【祭り】の体験が、大切な思い出になる
「覚えとるか。『じいちゃーん、はなびみにいこー!』て言うから連れいったら、『じいちゃん、こわい。はよかえろー』て泣きよったとぞ。」
お酒が入ると、じいちゃんはいつもその話をしていました。正月でも、お盆でも。
花火に連れていけと言いながら、始まった瞬間に大きな音がコワくて泣きだしていた少年は、僕です。何度も何度もじいちゃんが語っていたからなのか、今でもはっきりとその場面は覚えています。
生まれ故郷の矢部町(今は山都町)では、お祭りと言ったら9月の第一土曜・日曜に開催される『八朔祭』。江戸中期から五穀豊穣を願う祭りとして受け継がれてきた伝統行事で、町のみんなで盛り上がります。小学生の時には、全校生徒で鼓笛隊を組んでパレードもしていました。高さが3メートル以上にもなる『大造り物』でも有名で、その年の有名人やキャラクターなどが、山の自然の材料で作り上げられます。
残念ながら今年の八朔祭は感染症対策のため中止となりましたが、大造り物は祭りが終わっても町の中に展示されているので、インスタ映えを狙う人にもオススメです。
※山都町観光協会と山都町役場のホームページはこちら。過去の『大造り物』写真と、展示場所の地図が載っています。
この八朔祭の会場は、山都町の中心部にある商店街。当時は、そこから離れた地域に住んでいたので、祭りの日は商店街から近いじいちゃんの家に泊まりに行くのが毎年のお楽しみになっていました。
夜には、通潤橋の近くで打ち上げ花火が上がります。
じいちゃんの家からも見えるのに、どうしても近くまで行きたいと言い張った僕。まだ小学校に上がる前だった僕の気持ちが、強がりだったのか、好奇心だったのかは覚えていません。じいちゃんに連れられて玄関を出て、小さな橋を渡って、薄暗い道を商店街に向かって2人で歩きました。はやくはやくとせかしながら。

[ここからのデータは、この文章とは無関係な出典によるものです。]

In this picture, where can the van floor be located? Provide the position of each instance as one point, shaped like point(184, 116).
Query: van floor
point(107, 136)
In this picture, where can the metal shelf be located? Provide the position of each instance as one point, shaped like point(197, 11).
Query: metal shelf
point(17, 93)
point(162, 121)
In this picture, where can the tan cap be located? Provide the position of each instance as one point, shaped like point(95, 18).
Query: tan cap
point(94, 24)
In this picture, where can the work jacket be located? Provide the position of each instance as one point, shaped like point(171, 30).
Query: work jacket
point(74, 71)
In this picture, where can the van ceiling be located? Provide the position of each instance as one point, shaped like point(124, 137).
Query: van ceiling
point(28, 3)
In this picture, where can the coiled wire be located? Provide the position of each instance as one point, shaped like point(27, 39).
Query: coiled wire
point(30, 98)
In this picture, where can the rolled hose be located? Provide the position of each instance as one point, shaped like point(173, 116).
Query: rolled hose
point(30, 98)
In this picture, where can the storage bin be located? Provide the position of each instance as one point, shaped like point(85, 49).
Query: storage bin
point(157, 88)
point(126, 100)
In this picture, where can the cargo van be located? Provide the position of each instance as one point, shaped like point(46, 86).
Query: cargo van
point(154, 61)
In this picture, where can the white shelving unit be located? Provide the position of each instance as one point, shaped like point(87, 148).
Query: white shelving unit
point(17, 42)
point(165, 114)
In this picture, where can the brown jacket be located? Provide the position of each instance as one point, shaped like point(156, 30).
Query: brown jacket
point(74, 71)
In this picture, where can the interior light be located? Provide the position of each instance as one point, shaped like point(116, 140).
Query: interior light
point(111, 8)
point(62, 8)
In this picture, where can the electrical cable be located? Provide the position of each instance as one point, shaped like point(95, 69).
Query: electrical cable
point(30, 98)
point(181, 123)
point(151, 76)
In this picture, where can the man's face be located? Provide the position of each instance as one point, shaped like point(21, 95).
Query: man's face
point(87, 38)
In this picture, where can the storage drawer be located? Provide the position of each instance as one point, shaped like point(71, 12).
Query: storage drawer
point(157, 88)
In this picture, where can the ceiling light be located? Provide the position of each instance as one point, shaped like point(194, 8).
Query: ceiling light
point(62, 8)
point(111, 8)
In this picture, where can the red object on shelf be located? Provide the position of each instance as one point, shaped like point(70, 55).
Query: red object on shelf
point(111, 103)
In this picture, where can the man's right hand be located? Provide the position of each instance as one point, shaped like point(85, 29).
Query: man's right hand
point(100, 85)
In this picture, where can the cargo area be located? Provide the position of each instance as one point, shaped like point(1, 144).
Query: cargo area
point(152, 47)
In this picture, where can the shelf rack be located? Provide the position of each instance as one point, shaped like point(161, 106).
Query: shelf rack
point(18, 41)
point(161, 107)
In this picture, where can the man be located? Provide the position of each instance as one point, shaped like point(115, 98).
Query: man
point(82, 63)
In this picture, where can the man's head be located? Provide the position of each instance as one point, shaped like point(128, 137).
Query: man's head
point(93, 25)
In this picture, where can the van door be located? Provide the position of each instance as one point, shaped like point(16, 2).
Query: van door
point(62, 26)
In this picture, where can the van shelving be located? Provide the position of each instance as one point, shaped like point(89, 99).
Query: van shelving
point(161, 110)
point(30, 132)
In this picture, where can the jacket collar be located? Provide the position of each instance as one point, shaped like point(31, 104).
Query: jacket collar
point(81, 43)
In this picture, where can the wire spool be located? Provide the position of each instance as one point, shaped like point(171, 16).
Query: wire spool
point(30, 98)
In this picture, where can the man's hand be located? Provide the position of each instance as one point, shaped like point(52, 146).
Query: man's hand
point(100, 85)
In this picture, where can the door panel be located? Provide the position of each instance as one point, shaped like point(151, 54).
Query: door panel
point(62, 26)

だんだんと祭りの音楽やざわざわとした人の声が聞こえてくるようになり、提灯と屋台の明るさが近くなります。わたがし、おめん、いか焼き、くじ引き、金魚すくい、ヨーヨーつり。道の両側には、たくさんの屋台が並んでいます。おいしそうな誘惑にも楽しそうな誘惑にも負けることなく、商店街の先の花火会場まで一直線に歩きました。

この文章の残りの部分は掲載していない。